The 76-year-old dubbed “the German James Bond” had often been sent on classified operations abroad, but his secret financial dealings are now under scrutiny.
He risks up to ten years in jail if found guilty of shortchanging the state out of a total of €14.45 million ($16 million) in taxes from 2002 to 2013.
Prosecutors are accusing Mauss of placing large sums of undeclared funds in offshore accounts, including in the Bahamas, national news agency DPA said.
Investigators first got on his trail after one of his aliases was found among names of UBS account holders found on a CD which the state of North-Rhine Westphalia had purchased from a whistleblower, according to business daily Handelsblatt and Süddeutsche Zeitung.

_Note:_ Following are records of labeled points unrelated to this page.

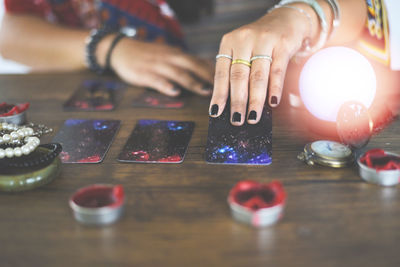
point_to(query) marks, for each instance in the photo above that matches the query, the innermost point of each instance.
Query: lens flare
(334, 76)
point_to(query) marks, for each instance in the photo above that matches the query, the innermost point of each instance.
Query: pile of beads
(14, 137)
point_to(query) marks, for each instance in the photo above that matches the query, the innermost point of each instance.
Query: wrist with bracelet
(324, 33)
(92, 43)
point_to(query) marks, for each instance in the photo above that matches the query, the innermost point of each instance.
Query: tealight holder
(257, 204)
(98, 204)
(380, 167)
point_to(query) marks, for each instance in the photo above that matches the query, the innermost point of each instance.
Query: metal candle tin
(257, 204)
(98, 204)
(379, 176)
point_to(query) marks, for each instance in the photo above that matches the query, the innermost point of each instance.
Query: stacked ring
(223, 55)
(241, 61)
(261, 57)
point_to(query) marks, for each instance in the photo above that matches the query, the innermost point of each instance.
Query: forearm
(41, 45)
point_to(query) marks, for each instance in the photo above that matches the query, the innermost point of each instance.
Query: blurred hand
(161, 67)
(279, 34)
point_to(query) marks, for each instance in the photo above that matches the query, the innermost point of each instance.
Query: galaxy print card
(86, 141)
(94, 95)
(247, 144)
(154, 99)
(155, 141)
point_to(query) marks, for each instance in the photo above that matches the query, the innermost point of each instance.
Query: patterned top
(380, 37)
(154, 19)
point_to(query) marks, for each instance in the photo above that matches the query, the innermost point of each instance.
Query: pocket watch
(327, 153)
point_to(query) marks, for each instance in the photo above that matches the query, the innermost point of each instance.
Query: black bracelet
(94, 39)
(40, 158)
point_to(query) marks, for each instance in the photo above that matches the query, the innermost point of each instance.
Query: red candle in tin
(98, 196)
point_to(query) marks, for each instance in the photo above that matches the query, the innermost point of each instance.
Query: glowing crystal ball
(333, 76)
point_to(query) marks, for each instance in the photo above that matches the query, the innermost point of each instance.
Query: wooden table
(177, 214)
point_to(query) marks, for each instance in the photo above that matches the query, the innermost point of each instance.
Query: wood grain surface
(177, 214)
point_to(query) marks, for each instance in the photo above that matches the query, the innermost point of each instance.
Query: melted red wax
(379, 160)
(98, 196)
(255, 196)
(173, 158)
(10, 109)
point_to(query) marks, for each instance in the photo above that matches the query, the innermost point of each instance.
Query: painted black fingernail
(252, 115)
(206, 88)
(176, 89)
(237, 117)
(214, 110)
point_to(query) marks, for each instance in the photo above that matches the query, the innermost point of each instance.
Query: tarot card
(247, 144)
(154, 141)
(86, 141)
(93, 95)
(153, 99)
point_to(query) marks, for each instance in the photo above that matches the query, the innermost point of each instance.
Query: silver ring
(223, 55)
(261, 57)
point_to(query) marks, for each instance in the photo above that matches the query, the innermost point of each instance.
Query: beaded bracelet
(334, 5)
(323, 35)
(41, 157)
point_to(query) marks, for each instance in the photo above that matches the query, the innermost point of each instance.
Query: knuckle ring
(241, 61)
(223, 55)
(269, 58)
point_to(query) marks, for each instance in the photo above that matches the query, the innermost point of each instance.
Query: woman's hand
(161, 67)
(279, 34)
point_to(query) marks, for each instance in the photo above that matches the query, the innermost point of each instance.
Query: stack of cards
(247, 144)
(154, 141)
(86, 141)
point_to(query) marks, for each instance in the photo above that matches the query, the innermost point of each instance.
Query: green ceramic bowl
(29, 179)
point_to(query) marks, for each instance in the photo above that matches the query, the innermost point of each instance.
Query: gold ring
(241, 61)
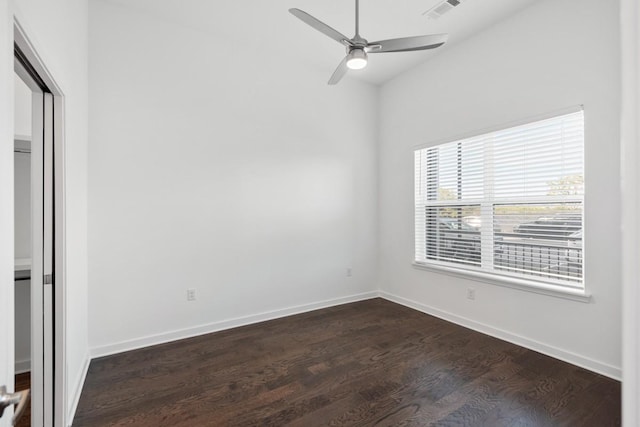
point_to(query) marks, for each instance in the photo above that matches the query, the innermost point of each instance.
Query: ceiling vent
(441, 8)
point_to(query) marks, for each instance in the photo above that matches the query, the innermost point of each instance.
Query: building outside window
(508, 202)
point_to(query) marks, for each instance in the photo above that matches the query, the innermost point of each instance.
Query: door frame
(59, 403)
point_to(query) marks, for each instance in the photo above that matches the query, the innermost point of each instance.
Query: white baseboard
(555, 352)
(147, 341)
(77, 391)
(23, 366)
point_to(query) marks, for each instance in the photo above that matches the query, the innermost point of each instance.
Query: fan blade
(321, 26)
(407, 44)
(340, 72)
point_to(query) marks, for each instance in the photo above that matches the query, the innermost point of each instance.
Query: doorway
(39, 237)
(23, 130)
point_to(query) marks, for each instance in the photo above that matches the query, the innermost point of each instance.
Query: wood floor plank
(372, 363)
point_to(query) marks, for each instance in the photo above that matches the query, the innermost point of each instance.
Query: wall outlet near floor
(471, 293)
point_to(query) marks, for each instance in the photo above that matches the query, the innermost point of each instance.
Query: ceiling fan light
(357, 59)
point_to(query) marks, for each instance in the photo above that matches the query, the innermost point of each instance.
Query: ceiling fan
(358, 48)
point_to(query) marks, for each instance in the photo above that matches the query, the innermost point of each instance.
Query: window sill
(579, 295)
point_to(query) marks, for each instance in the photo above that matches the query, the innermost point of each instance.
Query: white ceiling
(268, 25)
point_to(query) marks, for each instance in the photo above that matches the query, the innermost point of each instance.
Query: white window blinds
(508, 202)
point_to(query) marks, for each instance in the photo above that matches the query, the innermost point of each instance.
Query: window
(508, 203)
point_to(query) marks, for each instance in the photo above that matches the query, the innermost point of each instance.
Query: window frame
(544, 286)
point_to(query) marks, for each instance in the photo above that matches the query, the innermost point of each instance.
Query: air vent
(441, 8)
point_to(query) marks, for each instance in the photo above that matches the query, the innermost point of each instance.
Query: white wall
(553, 55)
(6, 202)
(630, 35)
(58, 30)
(217, 166)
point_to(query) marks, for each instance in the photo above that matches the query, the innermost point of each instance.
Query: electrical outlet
(471, 293)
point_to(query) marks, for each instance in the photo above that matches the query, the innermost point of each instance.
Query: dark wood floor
(23, 382)
(371, 363)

Mauss had allegedly failed to declare an account that he holds with the Luxembourg subsidiary of UBS.
His name subsequently also emerged in relation to several shell companies listed in the so-called Panama Papers – leaked documents from Panamanian law firm Mossack Fonseca that exposed the murky offshore financial dealings of the rich and famous.
Mauss has rejected any inkling of wrongdoing, saying the mailbox business fronts were set up to channel funds used in relation to hostage freeing operations.
During the trial, the court will seek to clear up if the account is linked to such “humanitarian action” or if it was simply an account created to hold illicit income.